= Paul R. Jones =

American activist (1928–2010)

Paul Raymond Jones (June 1, 1928 – January 26, 2010) was an American collector of African American art.

Jones, one of five children of Will and Ella Jones, grew up in Muscoda, a Tennessee Coal, Iron and Railroad Company mining camp near Bessemer, Alabama. After his mother formed a favorable impression of Northern schools while visiting the 1939 New York World's Fair, he was sent off to continue his education there. He returned to Alabama during high school and attended Alabama State University on scholarship. He was elected president of his freshman class and played on the Bulldogs football team. After two years he decided to pursue the study of law. He transferred to Howard University in Washington D. C. to complete his undergraduate studies.
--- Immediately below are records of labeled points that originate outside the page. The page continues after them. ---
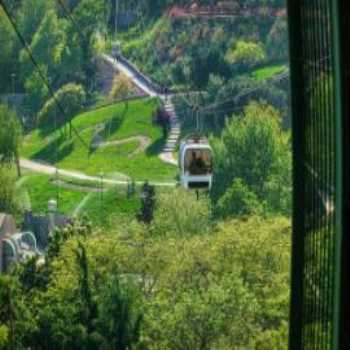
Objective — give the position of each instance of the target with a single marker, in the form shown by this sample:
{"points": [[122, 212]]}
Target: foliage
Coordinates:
{"points": [[247, 54], [121, 87], [148, 202], [10, 137], [277, 41], [268, 72], [238, 200], [8, 200], [116, 161], [253, 148], [179, 214], [69, 99]]}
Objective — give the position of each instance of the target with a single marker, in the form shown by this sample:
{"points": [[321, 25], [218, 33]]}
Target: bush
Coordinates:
{"points": [[247, 54], [179, 213], [238, 200], [254, 148]]}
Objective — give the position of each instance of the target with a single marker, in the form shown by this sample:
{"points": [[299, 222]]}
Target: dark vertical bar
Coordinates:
{"points": [[337, 64], [295, 42], [344, 325]]}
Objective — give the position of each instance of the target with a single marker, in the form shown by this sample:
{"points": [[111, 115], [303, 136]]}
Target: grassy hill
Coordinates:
{"points": [[117, 122]]}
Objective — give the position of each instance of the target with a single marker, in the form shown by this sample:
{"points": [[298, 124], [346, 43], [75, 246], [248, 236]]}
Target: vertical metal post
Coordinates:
{"points": [[338, 97], [297, 99], [57, 189], [116, 18]]}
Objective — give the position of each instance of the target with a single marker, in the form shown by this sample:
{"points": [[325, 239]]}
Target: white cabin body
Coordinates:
{"points": [[196, 164]]}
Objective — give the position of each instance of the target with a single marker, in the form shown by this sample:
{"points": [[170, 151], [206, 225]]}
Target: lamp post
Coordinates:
{"points": [[13, 79], [101, 196]]}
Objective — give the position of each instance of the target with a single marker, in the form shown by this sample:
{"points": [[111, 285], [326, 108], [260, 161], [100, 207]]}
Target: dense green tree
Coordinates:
{"points": [[191, 217], [70, 98], [253, 148], [148, 202], [10, 137], [7, 52], [246, 54], [277, 41], [47, 45], [8, 201], [30, 15], [119, 320], [238, 200]]}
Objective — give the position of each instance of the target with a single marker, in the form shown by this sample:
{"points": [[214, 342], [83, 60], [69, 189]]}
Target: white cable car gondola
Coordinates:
{"points": [[196, 163]]}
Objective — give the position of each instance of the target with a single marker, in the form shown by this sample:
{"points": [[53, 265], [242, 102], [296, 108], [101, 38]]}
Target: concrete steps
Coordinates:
{"points": [[174, 134]]}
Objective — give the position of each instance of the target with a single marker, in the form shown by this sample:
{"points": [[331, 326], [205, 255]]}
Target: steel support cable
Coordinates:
{"points": [[37, 67], [247, 92]]}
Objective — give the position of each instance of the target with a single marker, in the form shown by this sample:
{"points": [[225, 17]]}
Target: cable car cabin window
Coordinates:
{"points": [[198, 162]]}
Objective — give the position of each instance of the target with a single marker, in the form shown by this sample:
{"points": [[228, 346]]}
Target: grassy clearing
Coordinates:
{"points": [[115, 122], [103, 209], [268, 72], [39, 189], [111, 207]]}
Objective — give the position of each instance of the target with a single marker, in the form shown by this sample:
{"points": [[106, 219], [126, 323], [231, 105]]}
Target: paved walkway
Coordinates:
{"points": [[51, 170], [151, 89]]}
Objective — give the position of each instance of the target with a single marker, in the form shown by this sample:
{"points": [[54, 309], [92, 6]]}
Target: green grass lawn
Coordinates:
{"points": [[36, 190], [109, 208], [268, 72], [120, 121]]}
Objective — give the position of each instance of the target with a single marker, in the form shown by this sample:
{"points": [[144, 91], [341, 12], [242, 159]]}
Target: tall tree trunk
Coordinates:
{"points": [[18, 165]]}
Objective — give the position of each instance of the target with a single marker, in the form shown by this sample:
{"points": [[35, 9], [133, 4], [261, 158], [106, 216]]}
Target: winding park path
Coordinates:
{"points": [[152, 90], [52, 170], [143, 141]]}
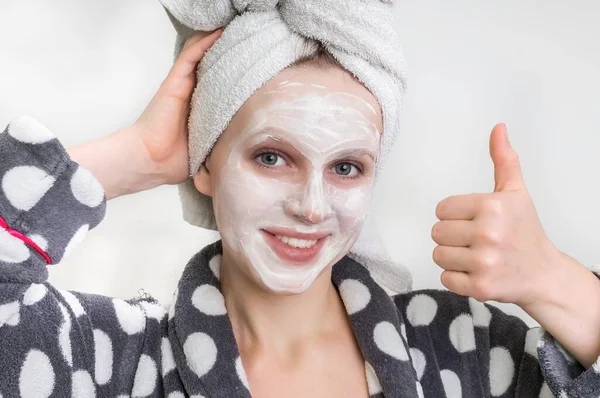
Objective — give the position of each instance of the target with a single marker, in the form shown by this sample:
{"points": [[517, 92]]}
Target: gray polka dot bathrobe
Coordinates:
{"points": [[55, 343]]}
His application to the University of Alabama Law School in 1949 was officially discouraged on the basis of race. He completed a year of graduate work at Howard before returning to Bessemer.

In the 1960s, Jones was part of the "Birmingham Interracial Committee" of the "Jefferson County Coordinating Council for Social Forces" and later worked for the United States Department of Justice on Civil Rights issues and later the Department of Housing and Urban Development, where he was recognized for his work on the Model Cities Program. He also served as deputy director of the Peace Corps in Thailand.
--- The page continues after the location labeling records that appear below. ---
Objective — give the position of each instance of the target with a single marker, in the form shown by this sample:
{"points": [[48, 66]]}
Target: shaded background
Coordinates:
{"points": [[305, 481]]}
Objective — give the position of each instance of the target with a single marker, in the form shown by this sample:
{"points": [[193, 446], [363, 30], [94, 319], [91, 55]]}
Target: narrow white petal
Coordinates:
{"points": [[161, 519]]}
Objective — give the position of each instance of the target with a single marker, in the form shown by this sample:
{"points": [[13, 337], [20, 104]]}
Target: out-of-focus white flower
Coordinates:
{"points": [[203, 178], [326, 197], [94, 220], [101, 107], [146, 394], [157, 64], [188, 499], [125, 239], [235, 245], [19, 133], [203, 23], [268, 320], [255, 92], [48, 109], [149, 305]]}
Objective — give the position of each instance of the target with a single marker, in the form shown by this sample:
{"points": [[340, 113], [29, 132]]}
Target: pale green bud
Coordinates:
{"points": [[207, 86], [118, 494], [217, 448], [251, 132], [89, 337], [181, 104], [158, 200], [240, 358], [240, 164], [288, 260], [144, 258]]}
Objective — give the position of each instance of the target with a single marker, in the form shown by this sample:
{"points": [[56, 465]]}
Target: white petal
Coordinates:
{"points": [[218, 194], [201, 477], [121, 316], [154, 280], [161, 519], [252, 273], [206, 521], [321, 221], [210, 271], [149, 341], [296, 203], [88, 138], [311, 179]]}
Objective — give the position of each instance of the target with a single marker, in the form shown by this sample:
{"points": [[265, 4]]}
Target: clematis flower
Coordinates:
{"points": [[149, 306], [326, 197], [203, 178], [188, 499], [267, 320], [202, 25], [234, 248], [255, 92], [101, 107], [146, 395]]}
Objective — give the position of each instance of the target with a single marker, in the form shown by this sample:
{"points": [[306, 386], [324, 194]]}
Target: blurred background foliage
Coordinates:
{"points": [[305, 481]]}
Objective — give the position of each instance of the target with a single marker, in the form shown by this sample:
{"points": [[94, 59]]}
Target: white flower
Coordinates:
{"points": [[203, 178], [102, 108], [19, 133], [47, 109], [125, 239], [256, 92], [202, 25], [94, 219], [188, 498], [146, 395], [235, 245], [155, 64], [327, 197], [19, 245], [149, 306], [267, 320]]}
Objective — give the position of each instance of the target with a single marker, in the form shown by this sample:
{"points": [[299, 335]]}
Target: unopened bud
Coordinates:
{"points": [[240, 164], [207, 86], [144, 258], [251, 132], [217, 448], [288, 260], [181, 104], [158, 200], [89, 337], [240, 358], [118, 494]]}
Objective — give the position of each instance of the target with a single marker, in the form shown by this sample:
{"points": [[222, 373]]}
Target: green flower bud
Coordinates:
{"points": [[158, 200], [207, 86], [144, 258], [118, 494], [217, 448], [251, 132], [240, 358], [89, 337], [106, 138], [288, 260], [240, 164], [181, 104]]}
In the early 1960s, Jones was inspired by the annual African-American art shows organized by Hale Woodruff at Atlanta University. He began collecting works by African-American artists, often befriending the younger artists from whom he purchased works. He hosted receptions at his home to encourage colleagues to purchase art and put pressure on galleries and museums to recognize African-American artwork.

Jones eventually amassed an important collection with over 2,000 pieces. A selection of his collection made its public debut in a 1993 exhibition at the University of Delaware. In 2001 Jones donated hundreds of the more valuable works to that University with several stipulations for how the school should leverage it to provide more opportunities for black students and art professionals. In 2008 he donated most of his remaining collection, 1,700 works, to the University of Alabama.

Jones, who lived in Atlanta, died in January 2010. He was survived by a son.